Single cell RNA-seq in the past and in future

Posted by beauty33 on December 15th, 2019

A brief introduction list of single-cell RNA sequencing:

• A major breakthrough was made in the late 2000s (replacement of microarrays) and has since been widely used.
• The average expression level of each gene in a large number of input cells was measured.
• Used to compare transcriptomics, such as samples from the same tissue from different species.
• Used to quantify expression markers from tissues, such as disease research.
• Be insufficient to study heterogeneous systems, such as early developmental studies, complex tissues (brains).
• No insight into the randomness of gene expression is provided.
• This is a new technology, first published in Tang,
• Until 2014, when new protocols and lower sequencing costs made it easier to obtain, single cell RNA sequencinggained widespread popularity.
• The distribution of expression levels of each gene in the cell population was measured.
• Allowing the study of new biological problems, where it is important to study cell-specific changes in the transcriptome, for example, cell type identification, heterogeneity of cellular responses, randomness of gene expression, inference of gene regulatory networks across cells .
• Data sets range from 102 to 10^6, and the number is increasing every year.
• Currently, several different protocols are in use, for example, SMART-seq2 (Picelli 2013), CELL-seq (Hashimshony 2012) and Drop-seq (Macosko 2015).
• There are also some commercial platforms, including Fluidigm, Wafergen and 10X.
• Several computational analytical methods from bulk RNA-seq can be used.
• In most cases, computational analysis requires adjustments to existing methods or development of new methods.
• There are several comments on scRNA-seq analysis, including Stegle, Teichmann, and Marioni 2015.
• Falco is a single-cell RNA-seq processing framework on the cloud;
• SCONE (Single Cell Overview of Standardized Expression) is a package for single cell RNA-seq data quality control and standardization;
• Seurat is an R package for quality control, analysis and exploration of single-cell RNA-seq data;
• ASAP (Automatic Single Cell Analysis Pipeline) is a web-based interactive single cell analysis platform.

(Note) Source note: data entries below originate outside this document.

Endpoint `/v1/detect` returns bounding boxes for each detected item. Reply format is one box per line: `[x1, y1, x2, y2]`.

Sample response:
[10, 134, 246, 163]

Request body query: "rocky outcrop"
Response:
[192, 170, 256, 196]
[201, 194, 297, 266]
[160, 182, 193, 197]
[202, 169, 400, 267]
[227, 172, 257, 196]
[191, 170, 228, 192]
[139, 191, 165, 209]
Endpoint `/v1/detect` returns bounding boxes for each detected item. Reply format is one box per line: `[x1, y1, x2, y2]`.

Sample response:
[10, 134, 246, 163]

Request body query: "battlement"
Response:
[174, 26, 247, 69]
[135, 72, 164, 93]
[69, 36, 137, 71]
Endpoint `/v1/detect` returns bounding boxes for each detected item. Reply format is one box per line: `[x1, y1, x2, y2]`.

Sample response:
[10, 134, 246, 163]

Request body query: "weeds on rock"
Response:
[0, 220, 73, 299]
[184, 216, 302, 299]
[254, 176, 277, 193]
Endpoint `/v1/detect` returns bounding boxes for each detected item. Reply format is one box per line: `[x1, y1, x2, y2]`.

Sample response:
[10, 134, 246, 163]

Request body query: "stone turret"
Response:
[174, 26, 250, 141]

The main difference between bulk and single cell RNA-seq is that each sequencing library represents a single cell, not a cell population. Therefore, great care must be taken to compare results from different cells (sequencing libraries). The main sources of difference between libraries are:

Amplification (up to 1 million fold);

The gene 'dropouts' refers to genes observed at a moderate expression level in one cell but not in another (Kharchenko, Silberstein and Scadden 2014). In both cases, since the RNA is derived from only one cell, a difference is introduced due to the low initial amount of the transcript. Increasing transcript capture efficiency and reducing amplification bias are currently active research areas. However, some of these issues can be mitigated through proper normalization and correction.

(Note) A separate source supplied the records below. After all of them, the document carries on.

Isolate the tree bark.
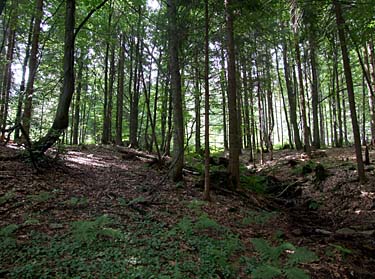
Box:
[225,0,240,189]
[203,0,211,201]
[309,31,320,149]
[0,16,17,141]
[292,1,311,156]
[333,0,366,182]
[194,51,201,154]
[73,53,83,144]
[14,16,34,141]
[116,34,125,145]
[33,0,76,153]
[168,0,184,181]
[22,0,43,135]
[283,38,302,150]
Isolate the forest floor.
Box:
[0,144,375,278]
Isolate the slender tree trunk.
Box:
[129,25,142,148]
[310,31,320,149]
[292,7,311,156]
[0,0,7,16]
[333,0,366,182]
[0,21,16,140]
[220,46,229,151]
[194,51,201,154]
[168,0,184,181]
[242,58,253,152]
[203,0,210,201]
[225,0,240,189]
[283,41,302,150]
[362,76,367,145]
[73,53,84,144]
[22,0,43,137]
[368,42,375,146]
[33,0,75,153]
[161,75,169,153]
[275,48,293,149]
[330,69,342,147]
[116,34,125,145]
[14,16,34,140]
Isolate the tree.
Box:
[225,0,240,189]
[203,0,210,200]
[333,0,366,182]
[167,0,184,181]
[22,0,43,137]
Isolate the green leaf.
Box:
[251,238,278,260]
[251,264,282,279]
[0,224,19,237]
[284,267,310,279]
[288,247,318,265]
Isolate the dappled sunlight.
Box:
[65,151,129,170]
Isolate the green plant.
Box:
[72,215,123,244]
[242,210,277,226]
[187,200,206,215]
[329,244,353,258]
[240,175,267,194]
[0,191,15,205]
[308,200,321,210]
[63,197,89,207]
[0,224,19,250]
[27,192,55,202]
[248,238,317,279]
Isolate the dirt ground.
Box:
[0,145,375,278]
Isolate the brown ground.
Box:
[0,145,375,278]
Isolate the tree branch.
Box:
[74,0,108,39]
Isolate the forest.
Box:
[0,0,375,279]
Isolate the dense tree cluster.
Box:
[0,0,375,186]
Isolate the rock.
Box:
[335,228,357,237]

The development of new methods and protocols for scRNA-seq is currently a very active area of research and several protocols have been published over the past few years. Here is a brief list:

CEL-seq (Hashimshony et al. 2012);

CEL-seq2 (Hashimshony et al. 2016);

Drop-seq (Macosko et al. 2015);

InDrop-seq (Klein et al. 2015);

MARS-seq (Jaitin et al. 2014);

SCRB-seq (Soumillon et al. 2014);

Seq-well (Gierahn et al. 2017);

Smart-seq (Picelli et al. 2014);

Smart-seq2 (Picelli et al. 2014);

SMARTer

STRT-seq (Islam et al. 2013)

These methods can be categorized in different ways, but the two most important aspects are quantification and capture.

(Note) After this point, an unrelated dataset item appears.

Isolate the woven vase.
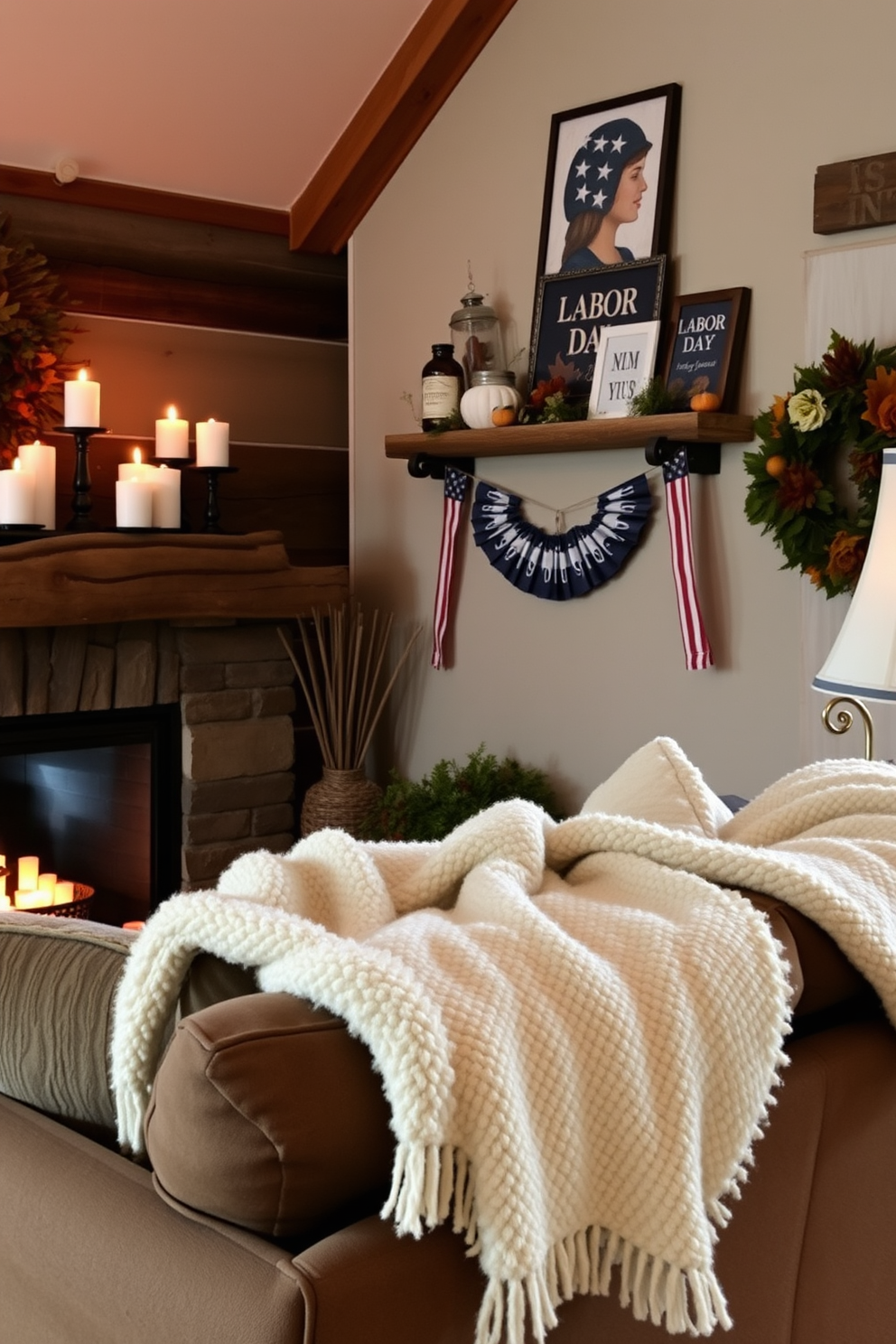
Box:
[301,766,383,839]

For quantification, there are two types, full length and tag based. The former attempted to obtain uniform read coverage for each transcript. In contrast, the tag-based approach captures only the 5' or 3' end of each RNA. The choice of quantization methods is important for what type of analysis the data can be used for. In theory, the full-length scheme should provide uniform coverage of the transcript, but as we will see, the coverage is usually biased. The main advantage of tag-based solutions is that they can be combined with a unique molecular identifier (UMI), which helps to improve the quantified effect. On the other hand, limiting to one end of the transcript may reduce the matchability and also make it more difficult to distinguish between different isoforms (Archer et al., 2016).

The strategy used for capture determines the throughput, how to select cells, and what additional information is available in addition to the sequencing available. Among them, the three most widely used options are based on microporous, microfluidic and droplet options.